Proposer: Receives client requests and proposes a value (with a proposal number and the value).
Acceptor: Votes on proposals and stores the agreed-upon value.
Learner: Learns the accepted value (does not participate in voting).

The algorithm consists of two phases:
Phase One (Prepare Phase):

The Proposer generates a globally unique proposal number n (usually containing a timestamp and node ID) and sends a Prepare(n) request to all Acceptors.
Upon receiving Prepare(n), an Acceptor:
- If n is greater than all proposal numbers it has responded to in previous Prepare requests, it promises not to accept any proposals with numbers less than n and replies with the highest-numbered proposal it has accepted (if any).
- Otherwise, it rejects the request.

Phase Two (Accept Phase):

If the Proposer receives promises for n from a majority of Acceptors, it selects a value v:
- If none of the Acceptor replies include an accepted proposal, v can be the Proposer's own value.
- Otherwise, v must be the value associated with the highest proposal number in the replies (ensuring consistency).
It sends an Accept(n, v) request to the Acceptors.
Upon receiving Accept(n, v), an Acceptor:
- If it has not promised to any request with a number greater than n, it accepts the proposal and replies.
- Otherwise, it rejects.
If the Proposer receives acceptance replies from a majority of Acceptors, the value v is chosen and propagated through the Learners.

3. Key Design Concepts

Majority Principle: Any two majorities must overlap, ensuring a unique value is chosen.
Increasing Proposal Numbers: Prevents old proposals from overwriting new decisions.
Two-Phase Locking: The Prepare phase obtains promises from Acceptors; the Accept phase ensures the value is safely written.
Livelock Handling: Multiple Proposers competing for proposal numbers may cause livelocks, which can be optimized by electing a primary Proposer (e.g., Multi-Paxos).

4. Example
Assume three Acceptors (A1, A2, A3):

Proposer P1 sends Prepare(n=1). A1 and A2 promise and reply with no historical proposals. P1 initiates Accept(n=1, v=X). A1 and A2 accept, and value X is chosen.
If P2 simultaneously sends Prepare(n=2), A3 promises, but A1 and A2 reply that they have already accepted (1, X). P2 must choose v=X for its Accept request to prevent the value from being modified.

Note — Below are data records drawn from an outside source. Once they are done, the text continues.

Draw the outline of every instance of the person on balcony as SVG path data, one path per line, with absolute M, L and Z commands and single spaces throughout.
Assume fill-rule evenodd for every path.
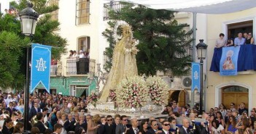
M 224 38 L 224 36 L 223 33 L 220 33 L 220 38 L 216 41 L 216 48 L 222 48 L 227 43 L 227 41 Z
M 253 44 L 255 43 L 255 39 L 252 37 L 252 33 L 248 33 L 248 37 L 245 41 L 245 44 Z
M 233 38 L 230 38 L 228 39 L 228 43 L 225 46 L 234 46 L 234 42 L 233 41 Z
M 80 50 L 79 52 L 79 58 L 85 58 L 84 51 L 82 50 Z
M 78 54 L 77 54 L 77 51 L 75 51 L 75 50 L 73 51 L 72 57 L 73 57 L 73 58 L 77 58 L 77 57 L 78 57 Z
M 238 33 L 238 37 L 235 38 L 235 46 L 238 45 L 244 45 L 245 43 L 245 38 L 243 38 L 241 33 Z

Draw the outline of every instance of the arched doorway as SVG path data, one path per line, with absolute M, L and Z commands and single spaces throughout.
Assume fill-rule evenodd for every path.
M 223 88 L 227 88 L 228 87 L 232 87 L 232 86 L 238 86 L 238 87 L 242 87 L 244 88 L 247 88 L 248 92 L 247 92 L 247 106 L 246 107 L 248 108 L 249 109 L 251 109 L 252 108 L 252 88 L 251 85 L 243 83 L 239 83 L 239 82 L 236 82 L 235 80 L 230 80 L 228 83 L 223 83 L 221 84 L 219 84 L 215 86 L 215 106 L 219 106 L 219 105 L 222 103 L 228 103 L 228 102 L 223 102 L 222 101 L 222 91 L 223 91 Z M 225 88 L 226 87 L 226 88 Z M 226 96 L 225 98 L 223 97 L 224 100 L 225 101 L 228 101 L 230 99 L 234 99 L 233 97 L 232 97 L 231 94 L 232 93 L 230 92 L 229 94 L 230 94 L 229 96 Z M 237 97 L 238 98 L 238 99 L 237 99 Z M 241 98 L 243 98 L 242 99 L 246 99 L 246 97 L 244 96 L 241 96 Z M 236 97 L 236 100 L 239 100 L 240 99 L 240 96 Z M 241 100 L 244 101 L 244 100 Z M 230 104 L 228 104 L 228 105 L 230 105 Z M 238 104 L 236 104 L 236 106 L 238 106 Z M 227 104 L 226 104 L 227 105 Z M 228 108 L 230 106 L 227 106 L 227 107 Z M 236 107 L 237 108 L 237 107 Z M 250 114 L 250 110 L 249 110 L 249 114 Z
M 171 91 L 170 93 L 168 102 L 176 101 L 179 106 L 185 106 L 186 104 L 186 91 Z
M 222 88 L 222 104 L 230 109 L 230 103 L 234 103 L 238 106 L 241 102 L 245 103 L 248 107 L 248 88 L 238 85 L 228 85 Z M 237 107 L 235 107 L 237 109 Z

5. Practical Applications and Variants

Paxos serves as a theoretical foundation. Common industrial variants include:
- Multi-Paxos: Elects a Leader to reduce the Prepare phase and improve efficiency.
- Raft: Simplifies Paxos logic, enhancing understandability through Leader election and log replication.

Through these steps, Paxos ensures consistency in distributed systems while tolerating failures.